Thieves have often stolen items from unlocked cars on the same night they steal vehicles from the town. The town saw 30 thefts from motor vehicles in 2019, up from the year before but still less than in 2017.
Domestic incidents fell for the third year. Police responded to 82 incidents of family violence in 2019, down more than 28 percent from the year before.
“These incidents rose in 2017 for an unknown reason. Since then they dropped,” said Kreitz. He said the line in the report includes both criminal incidents and those that did not rise to the level of a crime.
Cases involving assault remained uncommon — there were two reported in 2019, five the year before, and three in 2017. Threatening crimes also stayed low, with one reported last year, five in 2018, and one in 2017.

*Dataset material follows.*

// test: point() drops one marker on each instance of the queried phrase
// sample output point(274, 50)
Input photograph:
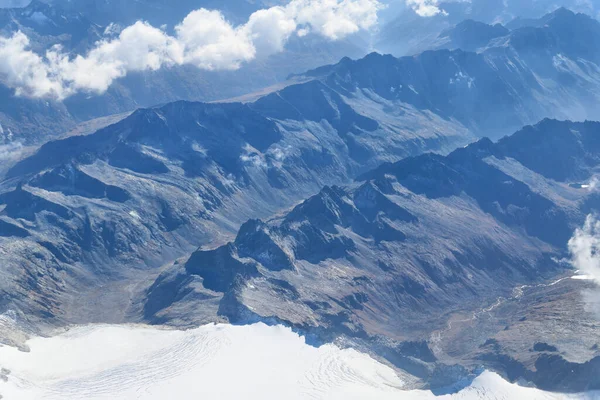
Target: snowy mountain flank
point(250, 202)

While internet and mail crimes fell by two thirds, down to seven in 2019 versus 21 the year before, the chief said the reduction may be because officers reported the call as a case of fraud or identity theft.
“The change in the number of cases fluctuates year to year,” said Kreitz. “We continually remind the public through different channels of the latest scams.”
In early February, the department posted a release from the better business bureau telling residents to be on the lookout for tax return theft. The scam involves thieves using the victim’s personal information to file their taxes first, and then stealing their tax return.
In January, another scam called residents soliciting donations for the Ridgefield Police Department over the phone — something the police union and benevolent association said they only do by mail.
There were 50 cases involving forgery or fraud in 2019, double the prior year, and 58 cases involving identity theft.
“As a reminder to the public, never give out any personal information unless you (the individual) initiates the contact,” Kreitz said. “Call the police department if someone is unsure whether or not something is a scam.”
Other, more common police calls stayed about the same as prior years. In 2019 there were 21 calls involving disorderly conduct, five for possession of marijuana and three involving narcotics. There were 30 DUI calls, the same number as the year before.
Missing person calls, or attempts to locate a person, fell to 18 from 43 the year before.
Larcenies rose to a 93, up after a dip in 2018. Kreitz said commercial businesses are focused on the issue.
Kreitz said he was extremely proud of his officers “and their dedication to the community, their continued commitment keeps Ridgefield ranked as one of the safest towns in the state.”
“I would also like to thank the citizens of Ridgefield for their continued support,” the chief said.